Keith Swenson's Go Flow blog continues to produce thought-provoking discussions of BPM issues. Check it out if you are not a subscriber. His latest concerns simulation, one of my hot buttons. A couple years ago I wrote that simulation was a "fake feature" - one of those things vendors put in the tool to tick off the Gartner checklist but which don't do anything useful. Since then the situation has not improved to any great degree. This is too bad, because, as Keith suggests, simulation can be of great value in projecting the expected performance improvement from a process change before committing the resources needed to make that change.
But it would be better to say it could be of great value, if the tools were any good. I recently did a small consulting project for a BPMS vendor on what was good and not so good about their product. They really hyped their simulation tool, but I had to tell them it was, in my opinion, mostly useless, because it did not distinguish between the active time of a process activity, which consumes the assigned resource, and wait time (sometimes called lag time), which does not. It considered the total time to be active time.
The reason I call it useless is that in most process improvement projects, the problem is not too few widget-tweakers assigned to the widget-tweaking step, causing a backlog when there is a spike in widget orders. That simulation use case, which I call optimizing resouce allocation, is real in certain heads-down scenarios, such as call centers and backend clerical processes, but it's not the main one BPM project teams are dealing with.
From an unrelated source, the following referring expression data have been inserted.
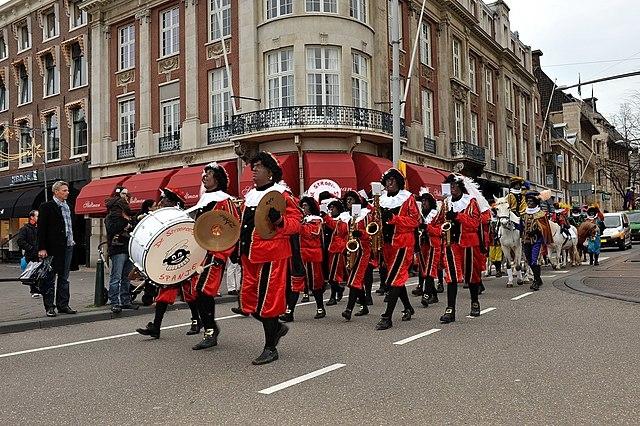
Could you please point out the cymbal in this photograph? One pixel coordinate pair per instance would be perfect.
(264, 227)
(216, 230)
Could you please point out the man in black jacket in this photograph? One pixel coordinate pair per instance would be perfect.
(55, 238)
(28, 243)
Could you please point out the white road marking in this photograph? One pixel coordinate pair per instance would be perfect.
(417, 336)
(303, 378)
(482, 312)
(522, 295)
Far more common is the process improvement use case, which aims for improvement in some metric, usually cycle time but occasionally cost or quality, based on changing flow of process activities. The resource assigned to an activity - approval by a manager, for instance - is not fully dedicated to that activity, nor even other activities described in concurrent simulation models. The active time to perform the task bears no relationship to the actual time to complete it.
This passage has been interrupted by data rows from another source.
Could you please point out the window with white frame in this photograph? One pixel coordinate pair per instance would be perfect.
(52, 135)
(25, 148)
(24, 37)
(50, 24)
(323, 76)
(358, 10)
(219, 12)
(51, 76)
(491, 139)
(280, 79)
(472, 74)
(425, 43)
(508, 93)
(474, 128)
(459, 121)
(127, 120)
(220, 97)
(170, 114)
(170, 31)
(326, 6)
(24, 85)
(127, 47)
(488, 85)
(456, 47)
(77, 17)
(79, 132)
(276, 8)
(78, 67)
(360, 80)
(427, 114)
Separation of active time and lag time parameters for an activity is just one of many real-world requirements ignored by many simulation tools. Here are some others:
- Event probability and time of occurrence. In BPMN, events provide an expressive visual language for describing the exceptions that occur in real-world processes. In fact, these exceptions are usually at the root of performance problems in the as-is process. To project the expected to-be improvement, you need to be able to assign a probability and mean time of occurrence for events in the process model. Most simulation tools ignore events.
- Repeating activities. BPMN has two types of repeating activities, called looping (DoWhile) and multi-instance (ForEach). You need a simulation parameter to model the number of iterations.
- Instance properties. In most simulation models, the probabilities at each node are uncorrelated. In real-world processes they are highly correlated. For instance, the duration of a particular task, the probability of taking a particular gateway output, and the probability of some event occurring usually track together. In other words, certain classes of instances tend to take longer, tend to take path 1 rather than path 2 out of the gateway, and have a higher than usual probability of some in-flight event. Some BPM Suites have optimization routines in their BAM/Analytics component that actually figures these correlations out for you! But try to find a simulation tool that lets you correlate them in the simulation model. One way is to define the simulation parameters not as a simple number (mean and standard deviation) but as an expression of one or more instance properties, such as orderValue, which could take values high, medium, and low. This makes configuring instance generation more complex, as you need to define the rate of each type, but it could provide much better output.
- Contingent resource assignment. Most simulation tools let you assign tasks to roles with some defined cost-per-hour or cost-per-use parameter, or groups of same. But not many let you say assign to role A as the primary resource, but if no member of role A is available then assign to role B.
- Prepopulation of backlogs. Simulation models generally start empty, meaning no instances in the system. Besides the obvious distortion at the beginning of the simulation period, this does not allow the resource allocation optimization use case to apply when it is really needed, i.e. when an actual running process is jammed up with backlogs and you need to try various alternatives for working out of it.
- Access to raw output. The prebuilt metrics and charts provided by simulation tools are convenient but they rarely provide the detail you need for real analysis. For that you need the raw output, one record for each process instance, and also one record for each activity or event instance, dumped into Excel or a database. From that you can create histograms, provide activity-based costing, and perform other useful analysis. Without it you basically have eye candy.